BANKS in China lent more than expected in November, exceeding expectations, while total social financing grew by the most since March — latest sign that domestic demand was rebounding.

Banks extended new yuan loans of 794.6 billion yuan (US$115.07 billion) last month, up from 651.3 billion yuan in October, the People’s Bank of China said in a statement yesterday.

Economists’ expectations were for lending of 720 billion yuan, according to a Reuters poll.

Lending continued to be driven by consumer loans, primarily home mortgages, despite a series of measures rolled out by the authorities to cool surging home prices and avoid property bubbles.

Total social financing — the broadest measure of credit supply that includes loans, bank acceptance bills, corporate bonds and equity financing — hit an eight-month high of 1.74 trillion yuan, up from 896.3 billion yuan in October, with about half of the increase coming from shadow lending.

“Credit expansion has beaten expectations both on and off balance sheet,” said Liu Dongliang, a senior analyst with the assets management unit of China Merchants Bank. “This was in line with most economic indicators for November, signaling a rebound of demand in the real economy.”

TSF includes off-balance sheet forms of financing that exist outside the conventional bank lending system, such as initial public offers, loans from trust companies and bond sales.

Trust loans rose by 162.5 billion yuan in November, the biggest gain in nearly two years, while undiscounted bankers’ acceptances increased at the fastest pace since January.

Data showed that mid- and long-term household loans added 569.2 billion yuan last month, accounting for over two thirds of total new yuan lending.

M2, the broad measure of money supply, rose 11.4 percent from a year earlier, slower than the 11.6 percent growth in October, PBOC data showed.

Wen Bin, chief researcher at Minsheng Bank, blamed the slowdown to a high base and less inflow of capital.

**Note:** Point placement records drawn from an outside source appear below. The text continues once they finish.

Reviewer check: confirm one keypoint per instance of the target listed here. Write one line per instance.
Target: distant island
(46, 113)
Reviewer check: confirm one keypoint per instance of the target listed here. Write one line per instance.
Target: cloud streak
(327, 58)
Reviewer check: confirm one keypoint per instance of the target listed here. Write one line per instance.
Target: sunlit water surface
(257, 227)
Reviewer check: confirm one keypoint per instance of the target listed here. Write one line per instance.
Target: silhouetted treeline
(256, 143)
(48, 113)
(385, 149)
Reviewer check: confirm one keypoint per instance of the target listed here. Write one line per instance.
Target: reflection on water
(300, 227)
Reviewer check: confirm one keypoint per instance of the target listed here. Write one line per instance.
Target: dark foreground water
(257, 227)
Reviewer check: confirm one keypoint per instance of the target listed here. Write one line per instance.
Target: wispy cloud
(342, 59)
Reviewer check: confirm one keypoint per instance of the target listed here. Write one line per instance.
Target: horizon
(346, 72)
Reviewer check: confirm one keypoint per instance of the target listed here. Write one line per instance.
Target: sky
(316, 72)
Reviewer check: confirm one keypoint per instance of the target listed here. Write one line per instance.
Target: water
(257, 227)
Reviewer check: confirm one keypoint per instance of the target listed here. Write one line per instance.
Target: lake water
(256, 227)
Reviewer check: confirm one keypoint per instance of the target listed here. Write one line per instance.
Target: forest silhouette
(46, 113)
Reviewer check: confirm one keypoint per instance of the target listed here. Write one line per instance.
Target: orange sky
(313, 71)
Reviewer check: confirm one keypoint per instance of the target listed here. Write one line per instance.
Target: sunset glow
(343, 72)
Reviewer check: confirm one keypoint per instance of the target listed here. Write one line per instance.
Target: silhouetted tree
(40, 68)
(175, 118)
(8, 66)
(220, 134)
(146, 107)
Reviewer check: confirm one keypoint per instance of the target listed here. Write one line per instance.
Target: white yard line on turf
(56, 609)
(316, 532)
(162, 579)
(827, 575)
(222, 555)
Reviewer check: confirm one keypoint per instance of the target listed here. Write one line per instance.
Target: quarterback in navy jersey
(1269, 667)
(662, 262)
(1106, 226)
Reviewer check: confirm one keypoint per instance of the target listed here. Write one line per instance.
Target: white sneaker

He said liquidity has been tight recently and the central bank may pump more money into the system via open market operations to stabilize interest rates.

China’s central bank said recently that it will maintain ample liquidity in the economy while taking steps to prevent asset bubbles, adding that the balance between stabilizing growth and preventing bubbles has become more challenging.

The credit data echoed with manufacturing activities, foreign trade, domestic investment and retail sales in November that signaled a recovery in economic momentum.

China’s economy grew 6.7 percent in the third quarter and looks set to hit its full-year target, fuelled by government spending, a hot property market and credit that are adding to its growing pile of debt.